49. In particular, the second law of thermodynamics. This law states that the total amount of disorder (also known as entropy or complexity) in a closed system (for example, the universe) can never decrease.
To understand entropy, it may help to consider a handful of black marbles shaken into a box containing a handful of white ones. The two mix, and the marbles become disordered, their arrangement “complex.” It takes energy to separate the black and white marbles and return this “system” to “simplicity.” Thus, the disorder of a complex system can be decreased but energy is required, and this energy must come from some larger system. In the example just given, the energy comes from the food eaten by the person separating the marbles. In turn, the energy in the food came from an even larger system—our sun (via photosynthesis), whose energy in turn came from that introduced at the universe’s beginning (through the singularity that opened into the Big Bang).
But, the universe is the largest system we know. It is a closed system (as far as we can tell) and energy cannot be taken from “outside” (if such a place exists). So the universe becomes more and more disordered each second as innumerable events occur everywhere. It becomes more complex, its entropy is ever increasing, and it must forever continue to become so, because there is nowhere (again, as far as we know) from which can be taken the energy needed to order it again.

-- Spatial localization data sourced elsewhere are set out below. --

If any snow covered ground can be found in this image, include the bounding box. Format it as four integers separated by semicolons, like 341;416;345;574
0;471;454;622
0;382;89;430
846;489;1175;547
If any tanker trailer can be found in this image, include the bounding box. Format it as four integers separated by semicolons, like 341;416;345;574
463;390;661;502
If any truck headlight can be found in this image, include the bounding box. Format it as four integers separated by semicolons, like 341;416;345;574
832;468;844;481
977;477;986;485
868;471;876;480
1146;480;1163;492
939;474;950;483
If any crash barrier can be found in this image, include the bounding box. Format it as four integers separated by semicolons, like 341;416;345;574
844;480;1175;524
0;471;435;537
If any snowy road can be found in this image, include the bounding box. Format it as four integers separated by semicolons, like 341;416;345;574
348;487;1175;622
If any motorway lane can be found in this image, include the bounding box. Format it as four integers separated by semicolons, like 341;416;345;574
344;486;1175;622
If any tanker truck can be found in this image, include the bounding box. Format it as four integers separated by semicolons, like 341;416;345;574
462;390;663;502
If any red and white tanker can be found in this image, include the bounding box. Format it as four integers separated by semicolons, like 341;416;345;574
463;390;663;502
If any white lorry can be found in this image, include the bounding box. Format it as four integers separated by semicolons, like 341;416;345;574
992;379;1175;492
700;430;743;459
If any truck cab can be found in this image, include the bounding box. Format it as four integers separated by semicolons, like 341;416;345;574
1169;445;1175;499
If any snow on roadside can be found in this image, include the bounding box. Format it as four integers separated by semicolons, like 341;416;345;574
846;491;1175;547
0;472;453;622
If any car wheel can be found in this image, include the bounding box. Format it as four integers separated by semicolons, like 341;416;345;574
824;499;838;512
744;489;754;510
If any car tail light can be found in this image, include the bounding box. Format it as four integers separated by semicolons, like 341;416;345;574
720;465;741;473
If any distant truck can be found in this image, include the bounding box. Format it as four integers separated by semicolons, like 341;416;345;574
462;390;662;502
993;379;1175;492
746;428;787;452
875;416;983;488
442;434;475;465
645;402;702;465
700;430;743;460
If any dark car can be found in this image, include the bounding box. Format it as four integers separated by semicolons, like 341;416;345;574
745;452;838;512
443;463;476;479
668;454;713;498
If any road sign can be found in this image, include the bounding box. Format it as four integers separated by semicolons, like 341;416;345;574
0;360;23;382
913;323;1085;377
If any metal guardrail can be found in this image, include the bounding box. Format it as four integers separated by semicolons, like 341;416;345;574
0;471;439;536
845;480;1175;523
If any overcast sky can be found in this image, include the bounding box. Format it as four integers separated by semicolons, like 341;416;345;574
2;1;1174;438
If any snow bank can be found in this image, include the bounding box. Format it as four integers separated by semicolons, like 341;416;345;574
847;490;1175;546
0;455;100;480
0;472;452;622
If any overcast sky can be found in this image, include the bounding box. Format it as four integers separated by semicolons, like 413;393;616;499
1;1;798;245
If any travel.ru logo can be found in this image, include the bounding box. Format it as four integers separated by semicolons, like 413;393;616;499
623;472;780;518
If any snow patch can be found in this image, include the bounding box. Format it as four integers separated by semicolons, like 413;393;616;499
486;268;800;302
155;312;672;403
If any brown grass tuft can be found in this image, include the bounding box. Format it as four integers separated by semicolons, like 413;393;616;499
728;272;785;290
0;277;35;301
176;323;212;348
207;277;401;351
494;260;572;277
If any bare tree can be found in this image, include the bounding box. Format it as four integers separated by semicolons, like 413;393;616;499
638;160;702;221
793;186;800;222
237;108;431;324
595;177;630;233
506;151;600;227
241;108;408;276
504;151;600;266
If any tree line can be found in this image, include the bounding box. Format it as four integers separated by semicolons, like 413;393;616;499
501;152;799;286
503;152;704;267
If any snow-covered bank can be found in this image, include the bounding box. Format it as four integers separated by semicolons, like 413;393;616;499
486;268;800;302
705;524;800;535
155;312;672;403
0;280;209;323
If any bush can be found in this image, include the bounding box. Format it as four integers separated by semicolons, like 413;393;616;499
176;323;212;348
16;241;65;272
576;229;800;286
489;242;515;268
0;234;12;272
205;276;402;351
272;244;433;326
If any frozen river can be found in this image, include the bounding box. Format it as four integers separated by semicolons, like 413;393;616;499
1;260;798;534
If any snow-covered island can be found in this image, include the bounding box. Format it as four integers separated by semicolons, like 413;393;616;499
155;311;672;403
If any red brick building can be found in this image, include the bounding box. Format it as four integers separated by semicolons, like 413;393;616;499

Subsystems within the universe can be made more ordered because they are open systems, and energy can therefore be taken from elsewhere in the universe’s stock. Life does this organizing, for example when it changes complex food molecules into simpler ones before recombining them in ways useful to itself. Many other processes also reduce entropy, for example when sunlight or lightning break water into its constituent hydrogen and oxygen molecules. But the net result of any kind of organizing is always an increase in the universe’s complexity, because the energy exchanges that are involved all release electromagnetic radiation (usually in the form of heat—think how hot a person would become were they to quickly sort ten thousand marbles, for instance). This energy release eventually heats (i.e., agitates) atoms somewhere, and adds disorder. In other words, with each exchange the total quality of the energy is irreversibly degraded, increasing the total complexity of the universe.
Life started simple and is becoming more and more complex through the addition of variations and adaptations to what existed earlier. In this manner, its evolution parallels that of the universe.